I also worked with some folks that, Nick has worked with as part of a postdoc also interested in looking at how users think and users feel, how they're comfortable with research uses of their data across these different kinds of contexts, you know, again, finding for me, it was, And across the studies that I did, informed consent was huge, which is obviously really challenging.
How do you get conformed consent when you're working with a data set of like sometimes tens of millions of people? And so, this is something that, you know, Nick and Casey and Michael and, you know, I know Kyle, a whole lot of people have been thinking about, how can we work with communities, you know, instead of necessarily getting all of that individual consents from into like, you know, people.

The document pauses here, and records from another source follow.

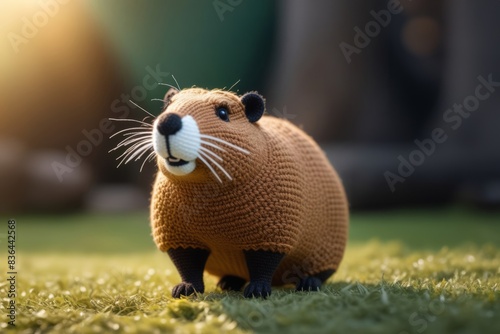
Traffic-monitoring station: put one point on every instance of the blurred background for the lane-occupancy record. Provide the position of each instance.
(402, 95)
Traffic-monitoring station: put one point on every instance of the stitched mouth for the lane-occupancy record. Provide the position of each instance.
(176, 162)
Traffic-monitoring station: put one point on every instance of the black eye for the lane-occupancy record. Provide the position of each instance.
(222, 113)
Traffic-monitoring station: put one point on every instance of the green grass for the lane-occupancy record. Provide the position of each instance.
(404, 272)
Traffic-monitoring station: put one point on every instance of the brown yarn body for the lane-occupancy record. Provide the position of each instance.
(286, 199)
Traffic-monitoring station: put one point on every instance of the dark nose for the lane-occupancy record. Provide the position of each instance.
(170, 125)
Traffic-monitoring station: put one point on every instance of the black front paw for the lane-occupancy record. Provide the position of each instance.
(257, 289)
(186, 289)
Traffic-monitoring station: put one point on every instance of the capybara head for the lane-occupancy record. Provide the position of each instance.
(204, 135)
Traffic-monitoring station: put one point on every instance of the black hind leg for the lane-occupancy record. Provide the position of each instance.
(313, 283)
(231, 283)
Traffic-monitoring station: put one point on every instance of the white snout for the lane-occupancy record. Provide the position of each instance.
(181, 149)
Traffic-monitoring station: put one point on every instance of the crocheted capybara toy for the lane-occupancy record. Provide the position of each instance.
(245, 197)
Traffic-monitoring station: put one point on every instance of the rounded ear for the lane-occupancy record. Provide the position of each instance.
(254, 106)
(166, 99)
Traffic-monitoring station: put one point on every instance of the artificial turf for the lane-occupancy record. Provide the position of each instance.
(431, 271)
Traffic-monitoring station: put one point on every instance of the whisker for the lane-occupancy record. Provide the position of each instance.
(135, 128)
(217, 165)
(210, 167)
(131, 149)
(132, 154)
(225, 142)
(130, 134)
(206, 150)
(176, 82)
(129, 141)
(138, 106)
(130, 120)
(237, 82)
(213, 145)
(137, 134)
(166, 84)
(146, 159)
(140, 155)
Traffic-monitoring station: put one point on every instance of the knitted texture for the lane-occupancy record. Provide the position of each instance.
(285, 196)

You know, can we work with communities and get consent that way? And how can we make, how can we encourage researchers to make their work more visible to people so that people know at various stages what kind of research is happening, you know, how their data might be used. , cause that was one of the things that we'd also found in the surveys that we had done in lieu of informed consent.
you know, just any kind of level of awareness increased people's comfort level with research being conducted. You know, so what are some creative ways that we can think of to do? And so we had recommended some of these things like, and like working with communities, finding ways to share back.
Cause that was also one of the things that we had looked at in that paper. Most people are not sharing their own work back with the Reddit community. It's never getting, it's never getting back there. All of these super valuable insights about Reddit. It's happening through this research and Redditors don't even know.
So that's been, that's been some of my inspirations.
Tillman: Wow. And, you know, it aligns with the ethical framework that IRBs and, you know, human subjects research works under, right? The Belmont Report, which you're, I'm sure, all familiar with, respect for a person's beneficence and justice. So, and you kind of talked about respect for persons, but where have you seen, I have two questions related to this.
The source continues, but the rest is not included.